In distributed systems, we solve problems that are hard to solve using a single computer, using multiple systems working together to solve a problem. This makes distributed systems hard to wrap your head around as there are a lot of factors that come into play.
Two Generals Problem
Let’s consider the two generals problem:
Two generals (with their armies) are trying to conquer a city. They must attack at the same time for the attack to be successful. The issue is that they can only communicate through messengers.
How can we make sure that they attack at the same time?
Let’s say G1 sends a messenger to G2 with a time of attack.
Scenario 1: Initial message gets lost
┌─────────┐ ┌─────────┐
│ General │ ──── "Attack" ──── │ General │
│ 1 │ at 3 PM │ 2 │
└─────────┘ ✗ └─────────┘
│ │
│ │
Waits... Waits...
(No attack) (No attack)
Scenario 2: Acknowledgement gets lost
┌─────────┐ ┌─────────┐
│ General │ ──── "Attack" ───→ │ General │
│ 1 │ at 3 PM │ 2 │
└─────────┘ └─────────┘
│ ✗ ←─── ACK ──────────│
│ │
Uncertain Will attack
(May not attack) (Expects G1)
- Scenario 1: Messenger gets lost on the way.
- Scenario 2: Messenger reaches G2 but the messenger from G2 carrying the acknowledgement gets lost on the way back.
Both of these scenarios are the same from G1’s perspective but from G2’s perspective in scenario 2 it’s supposed to attack but G1 does not know.
This simple example shows that it’s practically impossible to have 2 systems agree on something with certainty without making assumptions about the messenger, the general and the time taken by the messenger (The time of attack could already be in the past by the time a slow messenger reaches).
Byzantine Generals Problem
Now let’s consider a slightly more complex problem.
In a byzantine generals problem, we have 2 or more generals with some of them being traitors (they send different messages to different servers or relay the message from the other generals incorrectly).
To keep things simple, let’s assume that the messengers are reliable in this case.
Our goal is to have the correct generals agree on a plan.
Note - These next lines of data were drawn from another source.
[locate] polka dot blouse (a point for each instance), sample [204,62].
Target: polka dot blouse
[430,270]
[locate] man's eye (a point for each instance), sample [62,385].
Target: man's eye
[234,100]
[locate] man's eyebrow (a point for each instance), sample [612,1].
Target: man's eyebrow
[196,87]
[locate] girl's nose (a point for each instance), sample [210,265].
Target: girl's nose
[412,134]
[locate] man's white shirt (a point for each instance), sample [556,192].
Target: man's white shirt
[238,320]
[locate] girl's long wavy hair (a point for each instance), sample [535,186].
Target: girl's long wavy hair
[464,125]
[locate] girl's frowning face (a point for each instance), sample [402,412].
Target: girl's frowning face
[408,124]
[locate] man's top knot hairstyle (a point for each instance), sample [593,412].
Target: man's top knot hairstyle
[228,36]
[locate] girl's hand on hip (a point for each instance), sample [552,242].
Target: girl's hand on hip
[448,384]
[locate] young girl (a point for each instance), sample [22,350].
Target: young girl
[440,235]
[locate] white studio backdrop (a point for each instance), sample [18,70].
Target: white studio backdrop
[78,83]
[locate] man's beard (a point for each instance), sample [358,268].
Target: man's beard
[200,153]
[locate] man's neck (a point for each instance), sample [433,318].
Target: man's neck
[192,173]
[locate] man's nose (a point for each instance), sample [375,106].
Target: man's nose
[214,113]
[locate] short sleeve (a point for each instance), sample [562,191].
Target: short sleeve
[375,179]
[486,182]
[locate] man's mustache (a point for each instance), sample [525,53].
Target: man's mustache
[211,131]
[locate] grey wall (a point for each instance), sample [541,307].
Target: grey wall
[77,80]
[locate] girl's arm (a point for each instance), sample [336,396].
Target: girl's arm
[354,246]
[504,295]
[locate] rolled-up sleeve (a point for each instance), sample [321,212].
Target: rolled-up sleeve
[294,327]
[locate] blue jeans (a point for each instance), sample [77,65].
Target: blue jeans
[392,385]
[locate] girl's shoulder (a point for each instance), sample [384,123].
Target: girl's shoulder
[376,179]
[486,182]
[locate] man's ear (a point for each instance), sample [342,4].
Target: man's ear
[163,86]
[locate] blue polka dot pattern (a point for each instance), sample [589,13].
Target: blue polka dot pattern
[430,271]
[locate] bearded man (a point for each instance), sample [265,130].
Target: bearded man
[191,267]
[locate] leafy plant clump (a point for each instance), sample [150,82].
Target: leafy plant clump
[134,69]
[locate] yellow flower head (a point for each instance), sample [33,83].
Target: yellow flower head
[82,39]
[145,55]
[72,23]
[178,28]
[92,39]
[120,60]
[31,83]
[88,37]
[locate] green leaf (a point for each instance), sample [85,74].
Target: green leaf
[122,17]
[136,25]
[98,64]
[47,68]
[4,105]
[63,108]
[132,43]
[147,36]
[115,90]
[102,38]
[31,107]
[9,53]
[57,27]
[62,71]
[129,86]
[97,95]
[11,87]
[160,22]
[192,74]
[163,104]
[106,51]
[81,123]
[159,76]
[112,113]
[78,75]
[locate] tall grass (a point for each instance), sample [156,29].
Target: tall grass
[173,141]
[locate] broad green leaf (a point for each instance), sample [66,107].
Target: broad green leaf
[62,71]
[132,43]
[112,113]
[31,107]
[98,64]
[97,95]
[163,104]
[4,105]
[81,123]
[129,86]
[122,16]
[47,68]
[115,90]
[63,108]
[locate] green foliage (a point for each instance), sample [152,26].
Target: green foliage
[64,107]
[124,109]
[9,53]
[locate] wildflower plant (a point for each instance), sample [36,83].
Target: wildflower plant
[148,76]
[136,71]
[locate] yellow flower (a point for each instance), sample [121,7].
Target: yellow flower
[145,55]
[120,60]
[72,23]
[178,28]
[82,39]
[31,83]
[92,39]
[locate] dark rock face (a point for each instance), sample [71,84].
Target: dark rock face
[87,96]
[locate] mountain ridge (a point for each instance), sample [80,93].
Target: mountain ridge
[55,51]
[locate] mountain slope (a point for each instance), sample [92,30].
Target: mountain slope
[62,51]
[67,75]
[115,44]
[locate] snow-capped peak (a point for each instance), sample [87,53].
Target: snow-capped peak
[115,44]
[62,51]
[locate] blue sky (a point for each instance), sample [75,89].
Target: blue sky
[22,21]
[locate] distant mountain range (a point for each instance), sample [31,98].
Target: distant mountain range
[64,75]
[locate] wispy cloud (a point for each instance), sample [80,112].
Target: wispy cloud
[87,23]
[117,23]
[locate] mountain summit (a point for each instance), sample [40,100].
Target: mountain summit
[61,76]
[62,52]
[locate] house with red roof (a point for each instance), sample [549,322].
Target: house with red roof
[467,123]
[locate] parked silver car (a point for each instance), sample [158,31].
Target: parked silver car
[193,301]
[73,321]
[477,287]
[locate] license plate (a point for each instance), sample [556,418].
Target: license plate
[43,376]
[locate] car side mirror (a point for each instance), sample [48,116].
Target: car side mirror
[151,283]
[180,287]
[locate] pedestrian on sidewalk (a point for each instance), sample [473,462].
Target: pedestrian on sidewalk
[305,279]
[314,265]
The theorem says that for an f
number of byzantine (lying or corrupt) nodes, we need 3f+1
total number of nodes to have the correct nodes agree on a decision.
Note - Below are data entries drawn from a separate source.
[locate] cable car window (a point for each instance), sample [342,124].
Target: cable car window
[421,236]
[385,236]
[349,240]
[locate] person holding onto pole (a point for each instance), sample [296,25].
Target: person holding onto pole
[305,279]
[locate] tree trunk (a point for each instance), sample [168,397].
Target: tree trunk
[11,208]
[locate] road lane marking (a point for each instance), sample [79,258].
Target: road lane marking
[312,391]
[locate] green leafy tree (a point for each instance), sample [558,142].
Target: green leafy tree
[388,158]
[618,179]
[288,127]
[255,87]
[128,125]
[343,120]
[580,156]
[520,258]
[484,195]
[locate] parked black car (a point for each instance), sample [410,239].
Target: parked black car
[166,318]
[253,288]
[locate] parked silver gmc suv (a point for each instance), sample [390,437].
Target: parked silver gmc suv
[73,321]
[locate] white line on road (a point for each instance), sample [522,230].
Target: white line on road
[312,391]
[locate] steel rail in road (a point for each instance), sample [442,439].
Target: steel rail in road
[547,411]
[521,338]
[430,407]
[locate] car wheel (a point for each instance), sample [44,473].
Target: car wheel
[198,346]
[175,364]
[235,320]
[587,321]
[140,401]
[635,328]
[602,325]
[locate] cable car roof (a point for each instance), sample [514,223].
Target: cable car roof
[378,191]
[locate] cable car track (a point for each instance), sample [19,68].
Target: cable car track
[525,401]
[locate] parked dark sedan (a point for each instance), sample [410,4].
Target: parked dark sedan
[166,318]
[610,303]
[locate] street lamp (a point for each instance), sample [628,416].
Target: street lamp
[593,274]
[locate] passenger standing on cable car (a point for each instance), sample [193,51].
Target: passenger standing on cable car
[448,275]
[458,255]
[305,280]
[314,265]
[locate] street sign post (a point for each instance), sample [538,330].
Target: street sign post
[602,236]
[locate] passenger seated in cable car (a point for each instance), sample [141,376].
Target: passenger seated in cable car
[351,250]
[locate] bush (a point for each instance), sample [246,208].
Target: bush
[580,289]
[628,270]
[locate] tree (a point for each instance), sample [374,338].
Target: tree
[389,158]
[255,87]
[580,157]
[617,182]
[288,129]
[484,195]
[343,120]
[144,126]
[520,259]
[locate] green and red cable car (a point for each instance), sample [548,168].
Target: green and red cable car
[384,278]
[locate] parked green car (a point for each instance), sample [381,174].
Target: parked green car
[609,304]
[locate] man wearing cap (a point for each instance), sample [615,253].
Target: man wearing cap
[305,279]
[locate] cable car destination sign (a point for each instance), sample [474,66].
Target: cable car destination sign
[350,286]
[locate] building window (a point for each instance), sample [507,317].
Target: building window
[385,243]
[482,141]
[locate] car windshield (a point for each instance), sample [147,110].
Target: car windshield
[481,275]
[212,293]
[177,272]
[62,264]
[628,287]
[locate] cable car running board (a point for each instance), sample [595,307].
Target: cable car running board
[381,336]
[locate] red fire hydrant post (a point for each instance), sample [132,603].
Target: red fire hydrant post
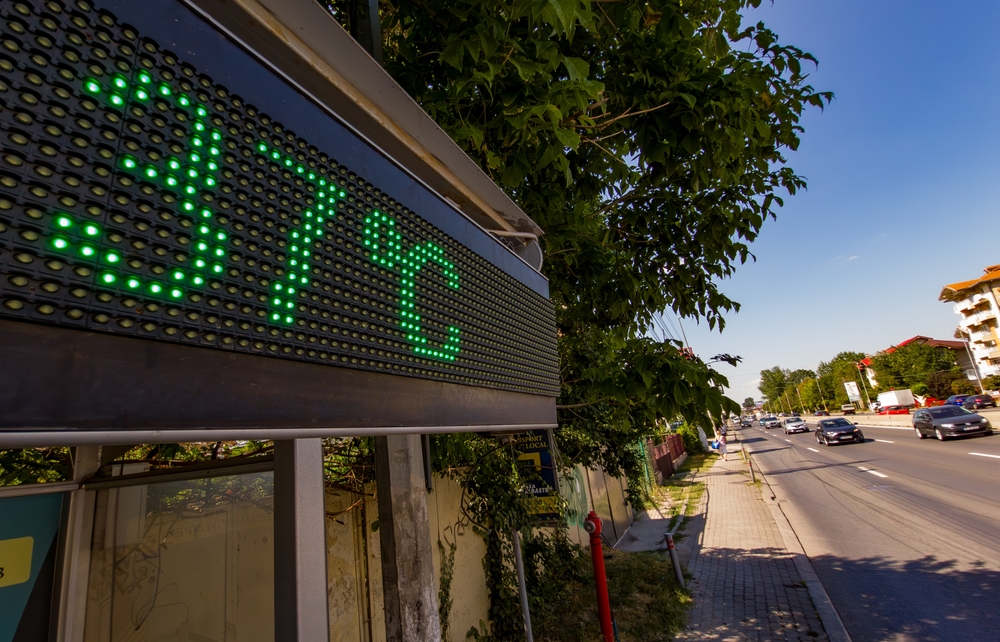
[593,526]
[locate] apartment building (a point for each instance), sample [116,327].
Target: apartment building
[976,305]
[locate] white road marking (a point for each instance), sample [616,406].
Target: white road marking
[873,472]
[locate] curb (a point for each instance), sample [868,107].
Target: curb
[828,615]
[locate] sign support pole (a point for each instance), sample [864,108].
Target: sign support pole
[301,612]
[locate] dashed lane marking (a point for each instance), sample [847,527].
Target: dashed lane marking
[873,472]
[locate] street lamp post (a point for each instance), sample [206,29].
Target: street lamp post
[975,368]
[861,375]
[822,398]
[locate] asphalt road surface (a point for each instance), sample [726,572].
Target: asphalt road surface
[904,533]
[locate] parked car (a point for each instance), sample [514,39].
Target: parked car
[949,421]
[975,402]
[955,400]
[894,410]
[795,424]
[838,431]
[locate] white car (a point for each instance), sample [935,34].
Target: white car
[795,424]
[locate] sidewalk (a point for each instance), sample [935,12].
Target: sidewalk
[746,585]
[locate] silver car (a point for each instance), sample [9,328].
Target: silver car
[795,424]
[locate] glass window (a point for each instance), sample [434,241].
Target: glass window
[184,560]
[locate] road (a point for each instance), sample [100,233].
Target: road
[904,533]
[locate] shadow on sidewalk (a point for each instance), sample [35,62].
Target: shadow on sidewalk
[750,594]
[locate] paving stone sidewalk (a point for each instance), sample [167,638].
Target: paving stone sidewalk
[746,585]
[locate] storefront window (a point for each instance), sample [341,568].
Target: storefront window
[184,561]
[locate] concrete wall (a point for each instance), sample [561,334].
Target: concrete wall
[355,575]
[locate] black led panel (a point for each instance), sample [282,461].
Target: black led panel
[140,197]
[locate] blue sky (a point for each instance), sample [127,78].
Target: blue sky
[904,185]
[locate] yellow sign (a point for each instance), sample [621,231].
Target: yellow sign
[15,560]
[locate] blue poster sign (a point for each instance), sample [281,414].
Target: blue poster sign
[28,528]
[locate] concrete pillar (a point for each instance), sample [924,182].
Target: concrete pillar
[409,589]
[301,613]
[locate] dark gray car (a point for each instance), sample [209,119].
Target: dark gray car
[838,431]
[949,421]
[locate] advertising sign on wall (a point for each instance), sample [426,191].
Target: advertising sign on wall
[539,470]
[28,527]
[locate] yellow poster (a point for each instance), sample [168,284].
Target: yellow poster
[15,560]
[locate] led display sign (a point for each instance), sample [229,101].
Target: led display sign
[139,196]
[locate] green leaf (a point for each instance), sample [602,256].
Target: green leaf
[453,53]
[577,68]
So for 1 byzantine node we’ll need a total of 4 nodes and so on.
Byzantine Generals Problem (f=1, requires 3f+1=4 nodes)
┌─────────┐ ┌─────────┐
│General 1│◄─────────►│General 2│
│(Honest) │ │(Honest) │
└─────────┘ └─────────┘
│ │
│ ┌─────────┐ │
└─────►│General B│◄───┘
│(Traitor)│
└─────────┘
│
▼
┌─────────┐
│General 3│
│(Honest) │
└─────────┘
Byzantine node sends conflicting messages:
• To G2: "Attack"
• To G3: "Retreat"
• G1 says: "Attack"
Result: Honest nodes can still reach consensus
because majority (3 out of 4) are honest.
System Models
These two problems demonstrate the need for a backdrop / system model when we’re working with consensus problems (multiple nodes trying to agree on something).
A systems model for distributed system has 3 dimensions. i.e. it makes 3 assumptions about the system the distributed algorithm is run on:
- Network Behavior:
- Reliable: Every network packet is delivered (Could be ordered wrong)
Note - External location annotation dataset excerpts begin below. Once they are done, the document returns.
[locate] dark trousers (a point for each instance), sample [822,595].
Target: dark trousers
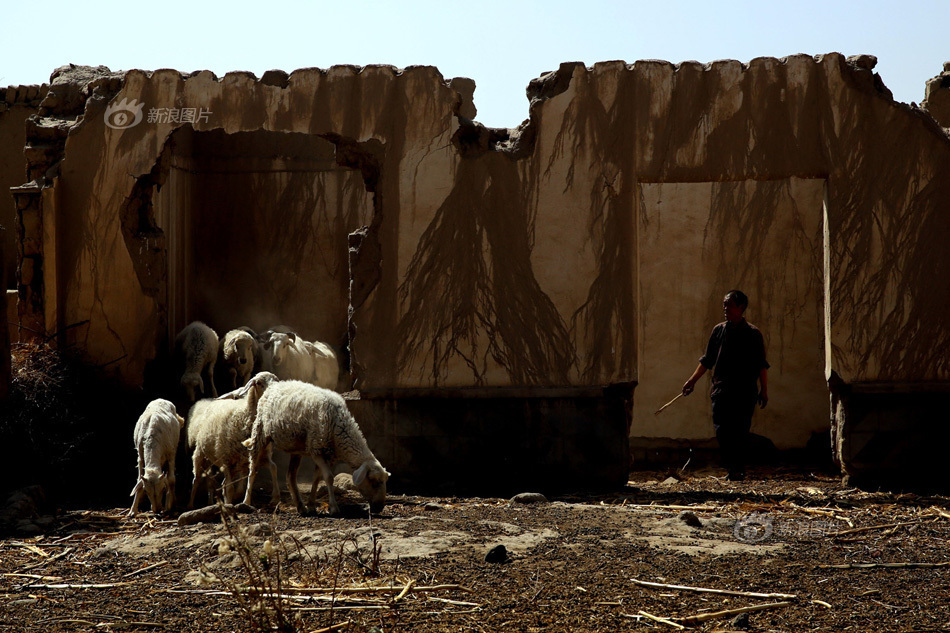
[732,419]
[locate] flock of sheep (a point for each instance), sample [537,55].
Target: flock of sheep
[281,396]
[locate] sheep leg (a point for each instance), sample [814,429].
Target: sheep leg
[313,489]
[228,484]
[170,485]
[292,468]
[139,491]
[253,460]
[214,390]
[198,467]
[328,478]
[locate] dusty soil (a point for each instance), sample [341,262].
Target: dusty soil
[851,559]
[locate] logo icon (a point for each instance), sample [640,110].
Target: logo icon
[124,114]
[753,528]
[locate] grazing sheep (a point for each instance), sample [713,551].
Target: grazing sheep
[241,354]
[303,419]
[216,430]
[196,348]
[156,441]
[292,358]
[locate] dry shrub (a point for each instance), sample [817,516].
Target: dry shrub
[64,423]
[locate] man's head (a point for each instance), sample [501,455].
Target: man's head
[734,304]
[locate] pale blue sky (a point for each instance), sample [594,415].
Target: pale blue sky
[500,44]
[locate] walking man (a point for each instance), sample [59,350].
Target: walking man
[736,353]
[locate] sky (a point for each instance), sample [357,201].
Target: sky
[502,45]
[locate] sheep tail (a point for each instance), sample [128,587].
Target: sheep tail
[256,430]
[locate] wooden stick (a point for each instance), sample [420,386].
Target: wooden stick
[656,618]
[335,627]
[657,412]
[873,527]
[941,512]
[402,594]
[145,569]
[703,617]
[662,507]
[90,586]
[389,588]
[726,592]
[457,603]
[872,565]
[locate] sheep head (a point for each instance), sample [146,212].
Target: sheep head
[239,350]
[193,385]
[370,479]
[257,384]
[155,484]
[279,342]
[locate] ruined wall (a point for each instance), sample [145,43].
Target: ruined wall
[17,103]
[587,250]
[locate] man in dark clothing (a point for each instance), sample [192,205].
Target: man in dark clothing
[736,350]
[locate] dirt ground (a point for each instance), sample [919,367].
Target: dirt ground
[822,556]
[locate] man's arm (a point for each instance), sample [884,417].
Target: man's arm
[691,383]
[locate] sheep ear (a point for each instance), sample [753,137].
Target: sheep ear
[359,475]
[237,394]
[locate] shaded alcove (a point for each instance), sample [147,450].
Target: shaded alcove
[255,228]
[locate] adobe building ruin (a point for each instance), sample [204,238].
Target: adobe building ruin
[512,303]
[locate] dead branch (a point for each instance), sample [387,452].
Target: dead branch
[873,527]
[704,617]
[454,602]
[406,589]
[79,586]
[657,618]
[335,627]
[211,514]
[746,594]
[940,512]
[145,569]
[668,507]
[893,565]
[382,589]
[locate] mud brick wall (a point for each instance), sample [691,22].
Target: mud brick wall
[587,249]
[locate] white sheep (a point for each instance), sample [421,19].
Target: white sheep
[303,419]
[196,348]
[290,357]
[216,430]
[241,353]
[156,441]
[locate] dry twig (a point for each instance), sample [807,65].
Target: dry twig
[657,618]
[872,565]
[704,617]
[145,569]
[335,627]
[746,594]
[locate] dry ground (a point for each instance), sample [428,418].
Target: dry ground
[850,559]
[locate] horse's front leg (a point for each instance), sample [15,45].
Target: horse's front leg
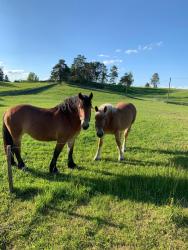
[58,148]
[98,154]
[118,142]
[17,151]
[70,146]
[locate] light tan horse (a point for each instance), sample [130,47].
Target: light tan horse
[61,123]
[114,120]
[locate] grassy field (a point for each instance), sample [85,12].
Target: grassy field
[141,203]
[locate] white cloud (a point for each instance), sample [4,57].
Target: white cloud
[103,55]
[145,47]
[131,51]
[118,50]
[112,61]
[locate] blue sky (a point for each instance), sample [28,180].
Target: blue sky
[140,36]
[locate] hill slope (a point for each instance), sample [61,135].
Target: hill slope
[140,203]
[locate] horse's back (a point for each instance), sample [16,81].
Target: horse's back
[28,119]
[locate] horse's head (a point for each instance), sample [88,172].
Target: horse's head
[84,109]
[100,117]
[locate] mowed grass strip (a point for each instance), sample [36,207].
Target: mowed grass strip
[140,203]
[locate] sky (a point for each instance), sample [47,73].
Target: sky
[141,36]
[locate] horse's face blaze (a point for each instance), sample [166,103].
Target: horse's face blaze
[85,110]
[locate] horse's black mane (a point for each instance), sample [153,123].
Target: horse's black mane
[69,105]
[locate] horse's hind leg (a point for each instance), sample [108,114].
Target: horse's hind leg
[118,142]
[70,145]
[13,163]
[98,154]
[125,139]
[58,148]
[17,152]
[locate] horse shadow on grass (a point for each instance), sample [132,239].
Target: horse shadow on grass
[29,91]
[140,188]
[179,158]
[157,190]
[27,193]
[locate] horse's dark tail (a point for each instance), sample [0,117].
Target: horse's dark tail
[7,138]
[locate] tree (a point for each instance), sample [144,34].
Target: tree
[6,79]
[155,80]
[127,79]
[32,77]
[78,69]
[60,72]
[1,75]
[95,72]
[113,74]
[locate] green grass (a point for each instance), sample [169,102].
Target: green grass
[140,203]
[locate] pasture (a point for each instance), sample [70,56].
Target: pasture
[140,203]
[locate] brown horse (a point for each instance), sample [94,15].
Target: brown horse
[61,123]
[114,120]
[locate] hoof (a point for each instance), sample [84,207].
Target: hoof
[72,165]
[24,168]
[54,170]
[121,159]
[96,158]
[21,165]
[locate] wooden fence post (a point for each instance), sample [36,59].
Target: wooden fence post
[10,181]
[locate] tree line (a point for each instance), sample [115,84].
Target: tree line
[82,71]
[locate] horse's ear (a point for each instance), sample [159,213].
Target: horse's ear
[91,96]
[96,109]
[105,109]
[80,96]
- Fair-loss: Every network packet is eventually delivered.
- Arbitrary: Network packets might be subject to malicious actors who might drop or corrupt the packet.
- Node Behavior:
- Crash-stop/Fail-stop: Nodes that crash never come back up again.
- Crash-recovery/Fail-recovery: Nodes that crash might be rebooted but will lose their volatile memory (RAM).
- Byzantine: Nodes might deviate from the algorithm without telling other nodes and actively try to sabotage the system.
- Timing:
- Synchronous: Every message takes a known amount of time.
- Asynchronous: No timing assumptions can be made about message delivery.
- Partially Synchronous: System is asynchronous for a finite time (unknown to system) and then synchronous.
Network behavior can be moved between different states by using techniques such as applying TLS to Arbitrary Network makes it Fair-loss which in turn can be turned into Reliable by retrying and de-duping the same requests.
These properties help us set a backdrop before building a distributed algorithm. For example, in a system, where we’re expecting reliable network, we do not need to worry about the networking issues. Although, these assumptions should be made carefully and should reflect the real-world situations to be effective.